N   E   W   S       R   E   L  E  A  S  E
Date: November 4, 2002  Contact: Susan Dayton, Director
Citizen Action New Mexico: (505) 262-1862
 

While the Department of Energy (DOE) is balking at cleaning up its radioactive waste sites like the 2.6-acre Mixed Waste Landfill at Sandia National Laboratories, Kirtland Air Force Base (KAFB) in Albuquerque is doing quite the opposite. KAFB has committed to cleaning up 4 sites totaling 43.2-acres of radioactively contaminated land used for training in nuclear emergencies since the early 1960s.

Four of the 8 sites will remain open for training exercises. The sites contain radioactive thorium and its decay products which, according to the KAFB, pose an elevated risk to human health and the environment. The contaminated land will be cleaned to unrestricted land usage meaning that corners won't be cut on clean up. Clean up of the 4 sites is estimated to cost $12-$13 million.

Cleaning up the sites to residential standards added $2.2 million to the price tag. But according to KAFB officials it's small change compared to protecting communities over the long-term. Officials stated they will not implement "stewardship," signs, fences and other low cost restrictions to help protect people from getting exposed to contamination. The DOE and Sandia is banking on the opposite, low cost "solution" for waste buried at the Mixed Waste Landfill, refusing to clean up the site though it is adjacent to the City of Albuquerque and likely to result in increased risk to human health and the environment over the long-term. Their preferred plan is to designate the area for industrial land use in hopes the less time spent around the landfill the lower people's risk of getting cancer.

Jerry Sillerud, Environmental Engineer, KAFB, added, "This [clean up of sites to a residential land use standard] eliminates any future concerns."

The Air Force is cleaning up another waste site at McClellan Air Force Base in California similar to the size and waste inventory of the Mixed Waste Landfill.

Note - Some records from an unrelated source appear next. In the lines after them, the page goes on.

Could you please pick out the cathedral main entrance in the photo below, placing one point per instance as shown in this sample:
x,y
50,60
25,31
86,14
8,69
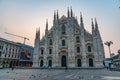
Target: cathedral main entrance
x,y
50,63
90,62
63,61
41,63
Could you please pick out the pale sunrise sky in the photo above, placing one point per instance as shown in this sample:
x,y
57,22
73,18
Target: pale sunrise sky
x,y
22,17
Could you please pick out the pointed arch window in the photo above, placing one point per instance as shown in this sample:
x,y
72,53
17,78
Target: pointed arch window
x,y
77,39
63,29
63,42
42,51
50,42
89,49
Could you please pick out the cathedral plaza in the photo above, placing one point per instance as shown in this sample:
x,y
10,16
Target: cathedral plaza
x,y
59,74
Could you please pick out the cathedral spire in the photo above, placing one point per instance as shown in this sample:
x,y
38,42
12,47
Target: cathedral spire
x,y
96,25
68,13
97,30
47,24
71,12
54,15
81,19
46,30
57,15
92,24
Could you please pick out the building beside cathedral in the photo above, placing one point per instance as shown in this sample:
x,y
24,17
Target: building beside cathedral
x,y
69,44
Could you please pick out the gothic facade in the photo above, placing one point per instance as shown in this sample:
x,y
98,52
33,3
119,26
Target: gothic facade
x,y
69,44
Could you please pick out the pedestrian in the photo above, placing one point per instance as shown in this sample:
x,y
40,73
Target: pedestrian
x,y
66,68
12,68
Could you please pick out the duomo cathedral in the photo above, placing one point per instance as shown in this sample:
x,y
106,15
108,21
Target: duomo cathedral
x,y
68,43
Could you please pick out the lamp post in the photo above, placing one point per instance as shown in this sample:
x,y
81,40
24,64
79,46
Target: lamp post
x,y
108,43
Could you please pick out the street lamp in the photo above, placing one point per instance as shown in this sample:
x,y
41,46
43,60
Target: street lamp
x,y
108,43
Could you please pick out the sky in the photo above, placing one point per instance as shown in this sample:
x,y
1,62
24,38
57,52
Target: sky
x,y
22,17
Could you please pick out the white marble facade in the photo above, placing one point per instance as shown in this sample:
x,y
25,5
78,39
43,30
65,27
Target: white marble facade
x,y
69,44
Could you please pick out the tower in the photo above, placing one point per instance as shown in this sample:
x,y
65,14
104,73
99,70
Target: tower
x,y
82,39
36,48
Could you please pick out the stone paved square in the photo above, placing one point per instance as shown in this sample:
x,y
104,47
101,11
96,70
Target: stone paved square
x,y
58,74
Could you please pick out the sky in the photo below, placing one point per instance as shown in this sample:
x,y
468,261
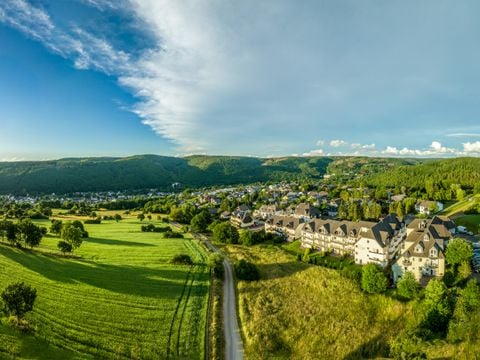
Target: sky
x,y
254,78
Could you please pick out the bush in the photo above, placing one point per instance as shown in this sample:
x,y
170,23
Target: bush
x,y
64,246
215,262
93,221
408,287
458,251
306,255
153,228
182,259
246,271
373,279
224,232
18,299
172,235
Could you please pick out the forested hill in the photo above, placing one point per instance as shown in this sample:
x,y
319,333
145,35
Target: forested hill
x,y
151,171
432,173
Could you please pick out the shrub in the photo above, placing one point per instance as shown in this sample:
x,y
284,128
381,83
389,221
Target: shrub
x,y
246,271
215,262
93,221
408,287
64,246
18,299
373,279
458,251
182,259
306,254
224,232
169,234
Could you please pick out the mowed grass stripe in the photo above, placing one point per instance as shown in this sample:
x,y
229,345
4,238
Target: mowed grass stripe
x,y
119,299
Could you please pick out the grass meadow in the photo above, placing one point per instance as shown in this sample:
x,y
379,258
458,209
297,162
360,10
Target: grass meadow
x,y
302,311
118,297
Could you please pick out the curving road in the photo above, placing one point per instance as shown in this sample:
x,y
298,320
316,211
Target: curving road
x,y
233,340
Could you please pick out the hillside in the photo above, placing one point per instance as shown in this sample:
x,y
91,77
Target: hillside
x,y
356,166
440,173
150,171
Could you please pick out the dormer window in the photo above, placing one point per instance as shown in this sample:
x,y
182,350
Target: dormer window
x,y
419,248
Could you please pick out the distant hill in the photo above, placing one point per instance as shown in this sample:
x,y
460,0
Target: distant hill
x,y
441,173
151,171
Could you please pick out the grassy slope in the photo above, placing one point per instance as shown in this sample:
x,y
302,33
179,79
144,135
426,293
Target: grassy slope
x,y
461,206
298,311
151,171
471,222
121,299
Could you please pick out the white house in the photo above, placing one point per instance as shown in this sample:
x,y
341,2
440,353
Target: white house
x,y
422,253
426,207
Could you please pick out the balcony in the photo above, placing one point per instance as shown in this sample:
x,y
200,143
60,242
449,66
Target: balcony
x,y
406,262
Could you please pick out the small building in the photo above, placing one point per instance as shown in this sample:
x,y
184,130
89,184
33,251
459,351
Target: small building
x,y
427,207
423,252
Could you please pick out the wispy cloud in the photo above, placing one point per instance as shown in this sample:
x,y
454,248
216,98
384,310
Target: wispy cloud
x,y
472,147
435,149
464,135
338,143
84,49
212,80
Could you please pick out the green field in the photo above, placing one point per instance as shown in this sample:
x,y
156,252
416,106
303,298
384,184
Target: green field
x,y
119,299
461,206
471,222
301,311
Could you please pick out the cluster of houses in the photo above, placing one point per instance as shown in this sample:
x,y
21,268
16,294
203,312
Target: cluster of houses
x,y
417,247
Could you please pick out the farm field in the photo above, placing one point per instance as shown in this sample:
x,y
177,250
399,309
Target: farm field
x,y
471,222
298,311
121,298
461,206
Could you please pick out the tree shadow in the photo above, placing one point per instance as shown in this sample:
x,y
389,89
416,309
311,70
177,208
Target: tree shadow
x,y
102,241
165,283
372,349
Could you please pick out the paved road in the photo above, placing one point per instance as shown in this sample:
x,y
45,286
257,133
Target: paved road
x,y
233,340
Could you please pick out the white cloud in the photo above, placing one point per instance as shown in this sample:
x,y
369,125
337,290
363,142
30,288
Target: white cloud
x,y
316,152
84,49
212,78
472,147
464,135
338,143
436,148
362,146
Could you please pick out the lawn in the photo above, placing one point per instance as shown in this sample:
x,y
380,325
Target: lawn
x,y
471,222
121,298
301,311
461,206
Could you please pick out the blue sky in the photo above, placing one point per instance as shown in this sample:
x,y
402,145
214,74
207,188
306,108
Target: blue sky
x,y
270,78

Much of the waste at the McClellan landfill was classified and records of the waste are incomplete or non-existent. The McClellan landfill also contains both long and short-lived radioactive wastes including cobalt-60, the waste Sandia and DOE representatives say make the Mixed Waste Landfill too dangerous to clean up. The cost of cleaning up the McClellan landfill has been estimated to be around $38 million.